We had talked about tracking together but we were not sure how the dogs would tolerate each other. Donnie's dog is a Blue Lacy. Ruby is three years old and was started when Donnie got her last year. He never really had a chance to track with her so he was wondering how she would do. Ruby runs practice lines with ease. We were also concerned if Ruby would think that Tasha was something to eat....there is a difference in size. We met up at The Spillway Sportsman at 6:30AM and headed over to the hunting lease. We were able to drive the truck almost to the shot site. After we unloaded we let the dogs meet each. Ruby didn't even think about eating Tasha...what a relief. Both the dogs had their tracking collars on and knew it was time for business. We decided to start Ruby on the track while I let Tasha check out the road where the other deer was shot. As soon as I got there with Tasha, I looked over to see Donnie and Ruby on the road. I headed over. Ruby had found the deer on the way in. I took Tasha to the start of the short 30 yard track and without incident she tracked to the deer. The deer was 8 feet into a briar thicket. It was so thick that I couldn't even see Tasha at the end of her 12 foot leash. Ruby and Donnie came back where we could get the deer out. I heard a threatening deep guttural growl and I knew Ruby was growling at Tasha. Ruby was between me and Tasha and if I pulled on Tasha's lead it would force her to pass right next to Ruby. I told Donnie that Ruby was growling hoping he could help me protect Tasha. Donnie got down on his hands and knees where he could see up in the thicket. He said, Pal, that is Tasha growling....not Ruby! I have never heard her growl like that before. I am glad that Ruby didn't take it seriously because Tasha would have only been a bite or two for Ruby. We got the doe out without incident.
We took the dogs over to the road where the other deer had been shot at. We worked the entire area where the hit would have been and the open section of woods where the deer had run. I looked at my GPS and it had a fine looking grid where we had searched. I am impressed with how good the dogs worked together combing this area. The scenting conditions were great, a cool 47 degree morning with dew all over the grass. With two dogs and two handlers working the area, I am convinced that the shot was a clean miss.
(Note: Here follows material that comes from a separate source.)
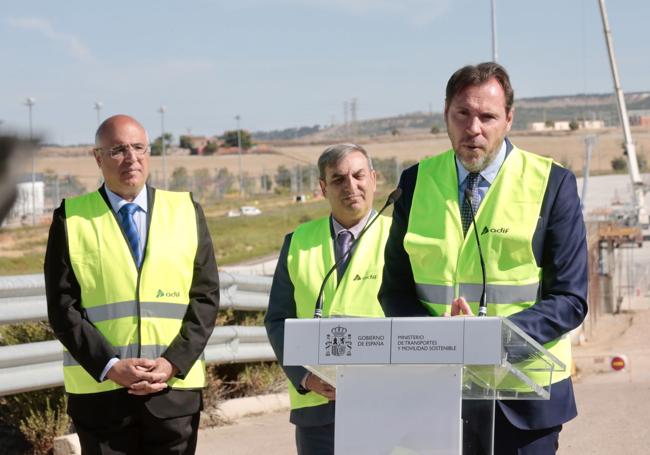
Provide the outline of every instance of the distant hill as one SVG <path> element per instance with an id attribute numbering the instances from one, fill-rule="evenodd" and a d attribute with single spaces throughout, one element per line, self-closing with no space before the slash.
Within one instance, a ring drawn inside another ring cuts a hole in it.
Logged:
<path id="1" fill-rule="evenodd" d="M 650 92 L 625 95 L 628 111 L 650 110 Z M 613 94 L 544 96 L 515 100 L 514 130 L 526 130 L 532 122 L 547 120 L 603 120 L 606 126 L 619 124 L 618 108 Z M 380 136 L 429 131 L 433 125 L 444 130 L 440 112 L 413 112 L 396 117 L 359 120 L 354 124 L 328 127 L 287 128 L 252 133 L 255 141 L 302 139 L 310 141 L 335 140 L 354 136 Z"/>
We had a great morning, spent some time in the woods with the dogs and even recovered a deer. This is one that would have been easy to find without a dog but I'm glad that we got a shot to work it.
Tasha and I have been working on her obedience training. A day in the woods tracking just kills leash training. In the woods, Tasha's job is to lead me around. At home, I am supposed to get to be the boss. It is a challenge to get her to walk with a loose leash. She tries to keep her nose on the ground and take me for a 4 block long track! She can be stubborn but so far I have hung in there with her. Everything else is coming along just fine with her obedience training and I'm overjoyed with her tracking.